Kaum Nasrani menakwilkan bahwa kerajaan kelima adalah Millenium turunnya Al-Masih. Sementara kaum Yahudi menafsirkan bahwa kerajaan itu adalah kerajaan Daud yang dipimpin sang Mesias putra Daud. Untuk memperkuat takwil itu mereka menyatakan, “Ada jeda waktu dalam Nubuat Daniel.”
Jeda waktu menurut mereka ini aneh. Jarak antara kepala sampai kedua betis –antara masa Babilonia dan Roma, sejak Nebukadnezar wafat hingga Kaisar Titus menguasai Al-Quds- kira-kira enam abad. Namun mereka tak sudi menerima bahwa betis hingga telapak kaki adalah Romawi Barat dan Timur, sementara batu yang menggilasnya adalah Kerajaan Islam.

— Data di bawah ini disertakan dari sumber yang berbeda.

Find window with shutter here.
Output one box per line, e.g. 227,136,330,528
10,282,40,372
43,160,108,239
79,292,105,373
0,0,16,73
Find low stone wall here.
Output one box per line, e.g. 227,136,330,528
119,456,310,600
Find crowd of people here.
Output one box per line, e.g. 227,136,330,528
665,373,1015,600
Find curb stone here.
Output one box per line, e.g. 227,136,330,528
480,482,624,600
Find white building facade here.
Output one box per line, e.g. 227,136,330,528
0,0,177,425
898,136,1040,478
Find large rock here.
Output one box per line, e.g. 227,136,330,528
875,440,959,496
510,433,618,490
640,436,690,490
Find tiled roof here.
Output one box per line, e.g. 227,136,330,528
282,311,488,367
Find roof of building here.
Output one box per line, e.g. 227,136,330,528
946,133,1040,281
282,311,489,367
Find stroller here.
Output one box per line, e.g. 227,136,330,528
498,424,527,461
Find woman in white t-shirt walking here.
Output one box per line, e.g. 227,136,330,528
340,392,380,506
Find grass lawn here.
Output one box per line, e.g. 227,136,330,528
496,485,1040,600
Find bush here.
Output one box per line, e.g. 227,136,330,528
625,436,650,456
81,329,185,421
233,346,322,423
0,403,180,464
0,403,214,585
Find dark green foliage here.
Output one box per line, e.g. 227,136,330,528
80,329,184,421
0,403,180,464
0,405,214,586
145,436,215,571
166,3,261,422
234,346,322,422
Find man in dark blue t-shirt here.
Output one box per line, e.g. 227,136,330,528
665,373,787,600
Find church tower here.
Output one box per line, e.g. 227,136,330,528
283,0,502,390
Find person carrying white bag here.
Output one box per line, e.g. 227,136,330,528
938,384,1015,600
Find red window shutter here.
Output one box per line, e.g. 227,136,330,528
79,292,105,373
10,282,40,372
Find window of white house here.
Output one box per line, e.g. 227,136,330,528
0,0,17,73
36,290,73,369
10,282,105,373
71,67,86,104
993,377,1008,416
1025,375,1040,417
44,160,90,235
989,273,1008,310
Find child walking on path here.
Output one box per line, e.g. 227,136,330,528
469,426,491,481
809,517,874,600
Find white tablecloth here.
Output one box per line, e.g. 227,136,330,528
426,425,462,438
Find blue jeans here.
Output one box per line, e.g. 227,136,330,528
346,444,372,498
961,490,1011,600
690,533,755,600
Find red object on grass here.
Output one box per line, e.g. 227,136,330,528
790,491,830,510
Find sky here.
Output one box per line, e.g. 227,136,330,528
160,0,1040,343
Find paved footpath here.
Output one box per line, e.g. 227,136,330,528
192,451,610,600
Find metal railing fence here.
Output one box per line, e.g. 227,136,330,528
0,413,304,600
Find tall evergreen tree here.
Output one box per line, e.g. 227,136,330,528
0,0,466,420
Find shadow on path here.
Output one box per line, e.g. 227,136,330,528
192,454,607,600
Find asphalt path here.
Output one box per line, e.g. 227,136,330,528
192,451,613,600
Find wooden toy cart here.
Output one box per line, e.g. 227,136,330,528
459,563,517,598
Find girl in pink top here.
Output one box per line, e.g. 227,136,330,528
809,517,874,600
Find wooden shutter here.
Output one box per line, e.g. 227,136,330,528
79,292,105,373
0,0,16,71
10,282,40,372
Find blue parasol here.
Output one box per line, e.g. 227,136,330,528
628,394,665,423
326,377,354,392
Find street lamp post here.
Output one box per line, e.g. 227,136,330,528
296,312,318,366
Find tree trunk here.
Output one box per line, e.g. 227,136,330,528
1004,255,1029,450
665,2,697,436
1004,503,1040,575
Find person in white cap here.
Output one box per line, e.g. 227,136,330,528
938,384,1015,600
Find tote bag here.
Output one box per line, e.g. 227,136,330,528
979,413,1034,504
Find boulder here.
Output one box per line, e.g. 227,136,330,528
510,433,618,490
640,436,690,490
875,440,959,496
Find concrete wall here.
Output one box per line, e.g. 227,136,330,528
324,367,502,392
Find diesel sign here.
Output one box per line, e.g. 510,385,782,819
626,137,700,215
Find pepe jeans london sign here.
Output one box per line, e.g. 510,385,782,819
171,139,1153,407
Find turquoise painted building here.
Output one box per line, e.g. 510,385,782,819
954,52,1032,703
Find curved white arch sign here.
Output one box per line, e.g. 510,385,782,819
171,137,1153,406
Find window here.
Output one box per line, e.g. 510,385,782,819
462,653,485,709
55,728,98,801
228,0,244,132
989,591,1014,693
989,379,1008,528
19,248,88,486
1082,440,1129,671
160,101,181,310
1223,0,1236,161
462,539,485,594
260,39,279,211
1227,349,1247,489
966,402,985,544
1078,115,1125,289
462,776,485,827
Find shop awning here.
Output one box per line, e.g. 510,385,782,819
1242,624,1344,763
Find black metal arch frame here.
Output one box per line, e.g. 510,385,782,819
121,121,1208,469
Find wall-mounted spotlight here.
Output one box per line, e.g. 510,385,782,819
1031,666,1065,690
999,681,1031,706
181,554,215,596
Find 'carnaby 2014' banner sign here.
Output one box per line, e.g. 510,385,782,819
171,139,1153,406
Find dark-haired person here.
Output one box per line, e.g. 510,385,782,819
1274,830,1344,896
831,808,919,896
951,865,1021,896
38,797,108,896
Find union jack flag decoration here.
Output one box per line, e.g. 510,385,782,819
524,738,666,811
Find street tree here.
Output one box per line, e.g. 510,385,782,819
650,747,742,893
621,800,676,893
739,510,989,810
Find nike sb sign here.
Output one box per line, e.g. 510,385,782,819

Menurut mereka ada jeda 1000 tahun antara betis dan telapak kaki. Sungguh gambaran yang aneh bin ajaib, bagaimana mungkin panjang kepala hingga betis 600 tahun, sementara panjang betis hingga telapak kaki malah 1000 tahun? Tentu bentuk patungnya sangat tak proporsional.
Padahal impian itu turun pada Nebukadnezar, seorang paganis penyembah patung. Bentuk berhala para paganis selalu memperhitungkan proporsi. Seni patung zaman itu belum mengenal bentuk abstrak dan aneh-aneh yang tak proporsional, seperti karya Dali dan Picasso misalnya.
Alasannya sederhana, Bani Israel tak sudi menerima bahwa kerajaan kelima yang dinantikan justru di bawah pimpinan Bani Ismail. Seperti diketahui, Muhammad saw adalah keturunan Ibrahim as dari jalur putranya Ismail. Berbeda dengan Bani Israel yang lahir dari keturunan Israel alias Ya’qub as.
Meski suka memelintir wahyu Allah kepada para nabi mereka, Bani Israel selalu menjadikan kabar-kabar itu sebagai patokan dalam politik mereka. Di Yatsrib, nama jahiliyah Madinah, mereka selalu mengancam orang-orang Aus dan Khazraj dengan kedatangan nabi terakhir yang sedang ditunggu-tunggu.
Setiap kali berselisih dengan kaum Arab, Yahudi Yatsrib selalu mengancam, “Tunggu sampai nabi terakhir kami datang. Pasti kami akan mengalahkan dan mengusir kalian!”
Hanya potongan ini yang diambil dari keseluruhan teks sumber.